The veterinarian will choose the treatment protocol based on several factors, including the dog’s symptoms at the time of the visit, the size and physical condition of the animal and the underlying cause of the hydrocephalus, if the latter can be determined within a relatively short period of time. short. Many dogs with hydrocephalus do not exhibit outward signs of the condition.
The pharmacological treatment of dogs with acute onset of hydrocephalus has the primary purpose of reducing the amount of cephalorachid fluid that is produced. Corticosteroids (such as prednisone or dexamethasone) have been used for this purpose. In an attempt to reduce the overproduction of cephalorachidian fluid in hydrocephalic dogs, some veterinarians have also used other drugs, including acetazolamide, omeprazole and furosemide. The administration of diuretics to reduce intracranial pressure by promoting the elimination of fluids in the urine may also be recommended. If the dog experiences seizures, anticonvulsant medications may be recommended. Unfortunately, drug therapy usually only brings about a temporary improvement in clinical signs.
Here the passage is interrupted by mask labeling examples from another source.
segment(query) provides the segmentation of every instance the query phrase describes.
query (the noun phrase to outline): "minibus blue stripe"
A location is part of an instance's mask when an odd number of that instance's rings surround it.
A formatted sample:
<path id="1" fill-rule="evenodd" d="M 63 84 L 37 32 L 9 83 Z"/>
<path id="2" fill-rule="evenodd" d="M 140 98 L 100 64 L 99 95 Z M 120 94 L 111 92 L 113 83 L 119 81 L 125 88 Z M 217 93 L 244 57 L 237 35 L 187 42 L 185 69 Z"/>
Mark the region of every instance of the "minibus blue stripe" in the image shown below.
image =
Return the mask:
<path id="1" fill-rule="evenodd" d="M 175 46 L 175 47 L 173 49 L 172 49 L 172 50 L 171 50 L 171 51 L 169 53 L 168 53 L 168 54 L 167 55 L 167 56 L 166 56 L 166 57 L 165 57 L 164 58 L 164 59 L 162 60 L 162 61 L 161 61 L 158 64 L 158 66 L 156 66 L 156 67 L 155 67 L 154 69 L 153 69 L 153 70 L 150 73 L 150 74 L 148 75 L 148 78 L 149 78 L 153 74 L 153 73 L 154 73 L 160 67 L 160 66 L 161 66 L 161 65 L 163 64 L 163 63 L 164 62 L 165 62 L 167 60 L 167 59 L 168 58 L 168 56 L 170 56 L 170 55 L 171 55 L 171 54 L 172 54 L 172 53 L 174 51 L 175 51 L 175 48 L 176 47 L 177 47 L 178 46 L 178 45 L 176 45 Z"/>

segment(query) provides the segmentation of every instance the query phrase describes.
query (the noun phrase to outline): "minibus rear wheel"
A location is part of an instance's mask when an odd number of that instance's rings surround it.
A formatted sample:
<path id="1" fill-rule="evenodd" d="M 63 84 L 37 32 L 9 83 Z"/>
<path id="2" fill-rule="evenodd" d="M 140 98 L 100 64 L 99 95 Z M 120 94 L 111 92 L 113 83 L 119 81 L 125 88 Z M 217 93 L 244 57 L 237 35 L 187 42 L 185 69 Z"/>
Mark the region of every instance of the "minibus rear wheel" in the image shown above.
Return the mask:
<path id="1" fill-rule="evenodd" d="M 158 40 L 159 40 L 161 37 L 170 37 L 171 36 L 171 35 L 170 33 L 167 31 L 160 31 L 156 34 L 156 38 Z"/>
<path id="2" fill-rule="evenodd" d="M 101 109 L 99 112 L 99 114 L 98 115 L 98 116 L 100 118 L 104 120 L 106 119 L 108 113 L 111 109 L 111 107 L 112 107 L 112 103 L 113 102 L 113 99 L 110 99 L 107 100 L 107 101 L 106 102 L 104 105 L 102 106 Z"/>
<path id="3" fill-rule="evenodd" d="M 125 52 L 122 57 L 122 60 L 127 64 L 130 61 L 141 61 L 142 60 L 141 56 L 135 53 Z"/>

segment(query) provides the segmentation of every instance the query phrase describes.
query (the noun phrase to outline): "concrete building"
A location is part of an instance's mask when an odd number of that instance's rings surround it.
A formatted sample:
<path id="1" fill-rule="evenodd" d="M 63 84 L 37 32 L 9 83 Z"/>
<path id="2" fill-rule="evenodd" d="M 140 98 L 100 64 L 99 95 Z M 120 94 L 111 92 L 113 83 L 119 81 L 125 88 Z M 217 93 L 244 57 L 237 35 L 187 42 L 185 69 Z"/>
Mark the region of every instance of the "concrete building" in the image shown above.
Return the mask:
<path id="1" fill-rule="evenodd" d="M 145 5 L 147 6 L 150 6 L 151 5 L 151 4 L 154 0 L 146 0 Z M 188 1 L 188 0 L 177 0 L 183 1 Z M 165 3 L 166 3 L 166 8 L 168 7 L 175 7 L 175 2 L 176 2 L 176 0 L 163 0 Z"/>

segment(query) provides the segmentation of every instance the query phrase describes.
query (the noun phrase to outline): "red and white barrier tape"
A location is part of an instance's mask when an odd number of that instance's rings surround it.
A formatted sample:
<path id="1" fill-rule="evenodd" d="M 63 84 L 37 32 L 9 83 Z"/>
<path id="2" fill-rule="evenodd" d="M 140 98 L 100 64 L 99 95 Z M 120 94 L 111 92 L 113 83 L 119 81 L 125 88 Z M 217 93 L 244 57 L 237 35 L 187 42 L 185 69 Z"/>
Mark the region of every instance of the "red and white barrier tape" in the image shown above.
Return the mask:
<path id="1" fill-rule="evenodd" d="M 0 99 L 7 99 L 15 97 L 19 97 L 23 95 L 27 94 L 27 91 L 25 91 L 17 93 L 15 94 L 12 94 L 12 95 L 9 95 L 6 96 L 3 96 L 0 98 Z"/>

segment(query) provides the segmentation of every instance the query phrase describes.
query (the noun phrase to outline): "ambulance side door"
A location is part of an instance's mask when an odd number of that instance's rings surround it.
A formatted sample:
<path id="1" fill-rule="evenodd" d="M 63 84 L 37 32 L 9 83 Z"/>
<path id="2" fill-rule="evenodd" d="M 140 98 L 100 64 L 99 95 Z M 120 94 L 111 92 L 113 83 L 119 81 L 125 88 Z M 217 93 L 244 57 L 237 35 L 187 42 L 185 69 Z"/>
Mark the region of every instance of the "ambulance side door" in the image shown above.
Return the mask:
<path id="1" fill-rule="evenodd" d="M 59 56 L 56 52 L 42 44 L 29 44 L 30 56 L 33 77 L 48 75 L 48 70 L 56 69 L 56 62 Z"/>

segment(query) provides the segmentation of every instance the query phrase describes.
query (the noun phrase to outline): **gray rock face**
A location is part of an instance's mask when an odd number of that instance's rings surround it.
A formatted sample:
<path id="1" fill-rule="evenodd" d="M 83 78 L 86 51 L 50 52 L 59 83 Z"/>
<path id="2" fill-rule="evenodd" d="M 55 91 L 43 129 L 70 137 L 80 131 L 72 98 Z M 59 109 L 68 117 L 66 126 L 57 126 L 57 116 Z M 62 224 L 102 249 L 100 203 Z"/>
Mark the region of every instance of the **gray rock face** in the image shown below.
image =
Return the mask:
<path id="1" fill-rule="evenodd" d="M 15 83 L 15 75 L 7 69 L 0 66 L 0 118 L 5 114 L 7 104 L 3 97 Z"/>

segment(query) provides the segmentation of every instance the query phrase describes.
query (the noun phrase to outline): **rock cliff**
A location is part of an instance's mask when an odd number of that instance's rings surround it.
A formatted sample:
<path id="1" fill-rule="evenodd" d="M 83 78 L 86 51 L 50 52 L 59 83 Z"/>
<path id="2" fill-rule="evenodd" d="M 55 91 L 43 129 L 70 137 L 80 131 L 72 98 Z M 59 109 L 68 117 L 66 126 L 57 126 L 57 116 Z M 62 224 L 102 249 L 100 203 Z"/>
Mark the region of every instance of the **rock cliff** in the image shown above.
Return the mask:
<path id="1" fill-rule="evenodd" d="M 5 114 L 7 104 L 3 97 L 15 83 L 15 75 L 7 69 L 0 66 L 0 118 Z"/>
Resorting to surgery may be necessary, especially if medical treatment does not alleviate symptoms within a few weeks. The goal of surgical treatment is to divert excess cephalorachid fluid from the brain ventricles to other body sites, often to the peritoneal cavity or right atrium. The peritoneal cavity is the space between the layers of membranes that line the abdomen and the pelvic cavity. The right atrium is one of the four chambers of the heart. There are several procedures and techniques for deflecting the liquid. The attending veterinarian will decide which one to use on an individual basis according to each specific case. Surgical treatment of hydrocephalus is almost always carried out by a veterinary specialist in neurology.
The prognosis for hydrocephalic dogs can be somewhat variable, from rather good to poor (patient death). If the condition is congenital and the dog has obvious neurological symptoms with concomitant irreversible brain damage, the prognosis will probably be from reserved to poor. However, if the condition is congenital without symptoms or characterized only by mild symptoms or if the condition is acquired as a result of inflammation (induced by trauma) or a treatable infection, the prognosis can be quite good, as long as the cause can be identified, corrected or treated before significant brain damage occurs due to increased intracranial pressure.